Sirius founder: satellite was 10 years ago

The founder of Sirius satellite radio doesn't have high hopes for the company she left in 1997, saying that two technologies have since undermined it.

The first, obviously, were iPods and MP3 players, and now Internet radio is threatening to render satellite ratio obsolete. "There has been a huge growth in terrestrial alternatives," Martine Rothblatt said in an interview with Fortune magazine. "As we move from third-generation to fourth-generation cellular, there's going to be ever more bandwidth available to distribute content totally via terrestrial cellular infrastructure. And that will leave fewer and fewer unique market attributes to satellite radio."

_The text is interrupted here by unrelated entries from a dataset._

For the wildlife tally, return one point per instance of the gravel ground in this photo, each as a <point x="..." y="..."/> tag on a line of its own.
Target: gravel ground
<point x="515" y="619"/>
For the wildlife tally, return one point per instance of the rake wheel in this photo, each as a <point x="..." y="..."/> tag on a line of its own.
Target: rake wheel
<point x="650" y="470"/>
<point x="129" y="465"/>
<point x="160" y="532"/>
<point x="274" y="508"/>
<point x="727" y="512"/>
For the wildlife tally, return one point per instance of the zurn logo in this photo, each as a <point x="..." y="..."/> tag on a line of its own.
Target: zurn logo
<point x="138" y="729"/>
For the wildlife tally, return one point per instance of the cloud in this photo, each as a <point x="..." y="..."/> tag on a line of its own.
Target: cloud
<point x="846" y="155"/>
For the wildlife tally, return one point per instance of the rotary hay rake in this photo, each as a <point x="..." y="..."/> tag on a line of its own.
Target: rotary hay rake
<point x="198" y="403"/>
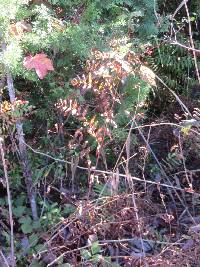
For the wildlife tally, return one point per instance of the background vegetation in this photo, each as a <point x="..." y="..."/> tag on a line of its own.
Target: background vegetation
<point x="99" y="114"/>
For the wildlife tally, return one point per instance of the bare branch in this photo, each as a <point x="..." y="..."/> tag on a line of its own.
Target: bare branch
<point x="13" y="263"/>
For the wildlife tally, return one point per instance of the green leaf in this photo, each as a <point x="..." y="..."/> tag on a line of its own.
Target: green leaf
<point x="25" y="220"/>
<point x="95" y="248"/>
<point x="85" y="254"/>
<point x="27" y="228"/>
<point x="33" y="240"/>
<point x="19" y="211"/>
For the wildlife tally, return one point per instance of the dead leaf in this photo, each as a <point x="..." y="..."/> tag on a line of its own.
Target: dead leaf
<point x="40" y="62"/>
<point x="17" y="29"/>
<point x="147" y="75"/>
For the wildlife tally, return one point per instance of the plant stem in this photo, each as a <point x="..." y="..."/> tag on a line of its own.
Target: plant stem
<point x="13" y="263"/>
<point x="22" y="148"/>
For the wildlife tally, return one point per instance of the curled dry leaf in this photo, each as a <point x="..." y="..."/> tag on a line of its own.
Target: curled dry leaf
<point x="40" y="62"/>
<point x="17" y="29"/>
<point x="147" y="75"/>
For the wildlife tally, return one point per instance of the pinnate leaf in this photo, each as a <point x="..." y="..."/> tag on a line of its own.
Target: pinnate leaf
<point x="40" y="62"/>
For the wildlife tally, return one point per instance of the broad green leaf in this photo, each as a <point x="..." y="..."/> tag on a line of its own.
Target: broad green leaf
<point x="27" y="228"/>
<point x="19" y="211"/>
<point x="95" y="248"/>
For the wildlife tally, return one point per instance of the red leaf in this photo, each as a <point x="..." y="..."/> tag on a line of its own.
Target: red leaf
<point x="40" y="62"/>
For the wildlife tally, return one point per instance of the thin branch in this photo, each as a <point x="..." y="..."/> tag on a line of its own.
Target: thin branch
<point x="191" y="41"/>
<point x="13" y="263"/>
<point x="110" y="172"/>
<point x="184" y="46"/>
<point x="179" y="7"/>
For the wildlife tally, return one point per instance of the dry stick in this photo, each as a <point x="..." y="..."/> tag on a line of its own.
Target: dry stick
<point x="192" y="42"/>
<point x="22" y="148"/>
<point x="113" y="173"/>
<point x="13" y="263"/>
<point x="179" y="7"/>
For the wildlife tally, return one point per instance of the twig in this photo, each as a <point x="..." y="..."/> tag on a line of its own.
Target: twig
<point x="184" y="46"/>
<point x="13" y="263"/>
<point x="179" y="7"/>
<point x="109" y="172"/>
<point x="22" y="148"/>
<point x="191" y="41"/>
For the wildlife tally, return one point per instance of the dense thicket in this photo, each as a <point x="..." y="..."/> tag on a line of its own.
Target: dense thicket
<point x="80" y="82"/>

In other words, mobile broadband is going to become easier to implement, and Sirius XM will soon have nothing to offer. This isn't a new revelation, but it's got to hurt coming from the person who conceived Sirius in the first place. "Technologies have their ideal times and places, and in my opinion the better time for satellite radio was 10 years ago," Rothblatt (pictured below) said.

The remarks came as part of a larger story on Mel Karmazin, CEO of Sirius XM, and his determination to keep the company afloat. Karmazin is sticking with the idea that celebrities such as Howard Stern and Bob Dylan will entice consumers. "I'm starting at a premise that says radio is not just recorded music - radio is discovery of new music," he said. "Some people would like to be able to hear songs they haven't heard before and that are not on their iPod."

The problem is, Internet radio is also delivering discovery -- that's the point of Pandora, after all -- but without the costly fees that are needed to cover top names and the upkeep of orbital equipment. The latter cost, in particular, is what I think Rothblatt is driving at. Stern and Dylan could just as easily broadcast to an iPhone, and they will once Sirius XM gets its iPhone App off the ground.

Unfortunately, Karmazin can't just drop satellite outright because the technology for listening on the go isn't ubiquitous enough. Until it is, satellite will be stuck carrying the torch.